When Michelle Maisto meets Rich–like her, a closet writer with a fierce love of books and good food–their single-mindedness at the table draws them together, and meals become a stage for their long courtship. Finally engaged, they move in together, but sitting down to shared meals each night–while working at careers, trying to write, and falling into the routines that come to define a home–soon feels like something far different from their first dinner together.
Who cooks, who shops, who does the dishes? Rich craves the light fare his mother learned to prepare as a girl in China, but Michelle leans toward the hearty dishes her father knew as a boy in Italy. Rich eats meat, but Michelle doesn’t. His metabolism races through carbohydrates, hers holds to them tightly. And while her idea of a quick meal is a fried egg, his is to head to a restaurant. After Rich takes additional work to pay for their wedding, Michelle offers to do his half of the cooking chores–which, along with the newness of their living together, challenges her feelings about the kitchen and what it means to be a modern wife.
As they save and plan for a wedding, the nightly compromises, small generosities, and stubborn stakings of ground that take place around the dinner table offer a context in which Maisto considers what she’s learned from the marriages around her, and what she and Rich might create for themselves.
PUBLISHERS WEEKLY
First-time memoirist Maisto turns out a subtle valentine to cooking and New York City life in this chronicle of two foodies in love. Maisto is a charming writer with a keen wit and sense of setting, whether describing tennis in her beloved Brooklyn neighborhood, or reluctantly making Jell-O for her fianc . Despite her skill, however, the book struggles to get off the ground. What momentum there is springs from Maisto's imminent nuptials, but the actual wedding ends up a side note next to the recurring question of what to make for dinner.
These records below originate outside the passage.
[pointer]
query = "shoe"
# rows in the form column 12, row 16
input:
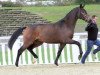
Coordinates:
column 94, row 55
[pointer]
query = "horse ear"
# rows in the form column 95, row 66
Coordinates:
column 82, row 5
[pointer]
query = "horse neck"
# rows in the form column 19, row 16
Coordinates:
column 71, row 19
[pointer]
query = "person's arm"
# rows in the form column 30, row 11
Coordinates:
column 89, row 26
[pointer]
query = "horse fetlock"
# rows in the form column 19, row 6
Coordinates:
column 34, row 60
column 16, row 64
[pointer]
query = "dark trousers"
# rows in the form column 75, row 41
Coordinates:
column 90, row 44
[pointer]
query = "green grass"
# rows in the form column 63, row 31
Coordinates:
column 55, row 13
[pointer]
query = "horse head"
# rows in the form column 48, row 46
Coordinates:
column 82, row 13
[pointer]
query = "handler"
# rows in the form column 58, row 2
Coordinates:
column 92, row 30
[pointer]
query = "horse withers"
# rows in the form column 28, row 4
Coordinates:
column 60, row 32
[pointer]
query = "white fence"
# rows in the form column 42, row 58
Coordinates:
column 46, row 52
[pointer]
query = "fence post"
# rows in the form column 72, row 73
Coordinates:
column 51, row 53
column 9, row 57
column 40, row 55
column 45, row 53
column 3, row 54
column 15, row 48
column 68, row 54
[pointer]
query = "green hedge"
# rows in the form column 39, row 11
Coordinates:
column 10, row 4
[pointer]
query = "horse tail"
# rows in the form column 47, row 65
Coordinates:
column 15, row 36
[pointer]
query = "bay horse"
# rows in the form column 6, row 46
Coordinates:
column 60, row 32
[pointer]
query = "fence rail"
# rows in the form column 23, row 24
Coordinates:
column 46, row 52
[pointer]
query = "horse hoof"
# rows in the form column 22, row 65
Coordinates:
column 16, row 65
column 79, row 57
column 56, row 63
column 34, row 60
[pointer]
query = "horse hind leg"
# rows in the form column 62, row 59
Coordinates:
column 59, row 53
column 79, row 45
column 31, row 47
column 20, row 51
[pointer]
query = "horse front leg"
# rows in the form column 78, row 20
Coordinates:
column 80, row 48
column 59, row 53
column 20, row 51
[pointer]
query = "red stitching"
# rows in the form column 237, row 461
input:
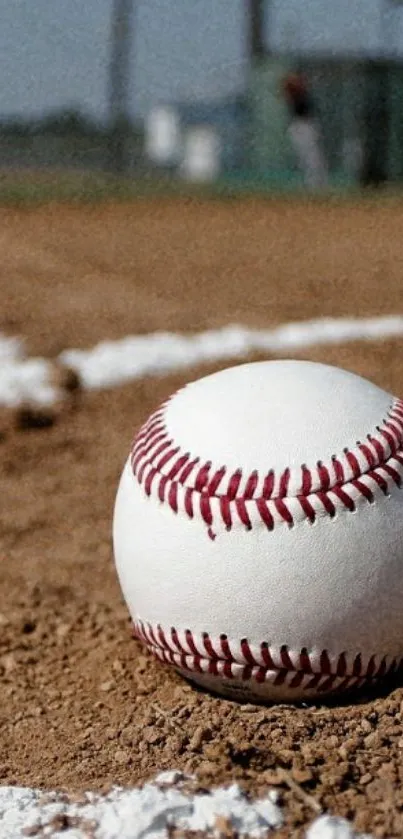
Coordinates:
column 180, row 479
column 262, row 662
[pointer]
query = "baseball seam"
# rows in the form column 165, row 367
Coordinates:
column 264, row 663
column 217, row 495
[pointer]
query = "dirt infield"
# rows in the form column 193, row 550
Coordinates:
column 82, row 706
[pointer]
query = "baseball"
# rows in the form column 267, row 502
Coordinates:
column 258, row 531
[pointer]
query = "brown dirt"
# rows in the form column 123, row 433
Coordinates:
column 81, row 704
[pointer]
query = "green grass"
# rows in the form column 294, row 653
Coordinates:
column 25, row 188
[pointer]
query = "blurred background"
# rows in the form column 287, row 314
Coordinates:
column 171, row 92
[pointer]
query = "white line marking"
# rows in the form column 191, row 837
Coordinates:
column 110, row 363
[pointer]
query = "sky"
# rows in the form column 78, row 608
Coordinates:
column 54, row 53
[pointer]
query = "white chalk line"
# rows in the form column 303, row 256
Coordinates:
column 148, row 813
column 111, row 363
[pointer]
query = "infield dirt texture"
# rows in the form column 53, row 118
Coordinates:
column 82, row 705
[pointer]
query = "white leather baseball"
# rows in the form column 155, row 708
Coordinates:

Low-stress recipes for favorite comfort foods are scattered throughout, including her grandmother's Walnut Tarts and a dressed-up boxed chocolate cake mix recipe, each worth reading: instructions for simmering lentils include lying on the couch and "watching a television program that the person you live with, but who is not home now, thinks is stupid." Readers homesick for New York will get the most out of the book, but it's unlikely to stick out in an increasingly cluttered field of food memoirs.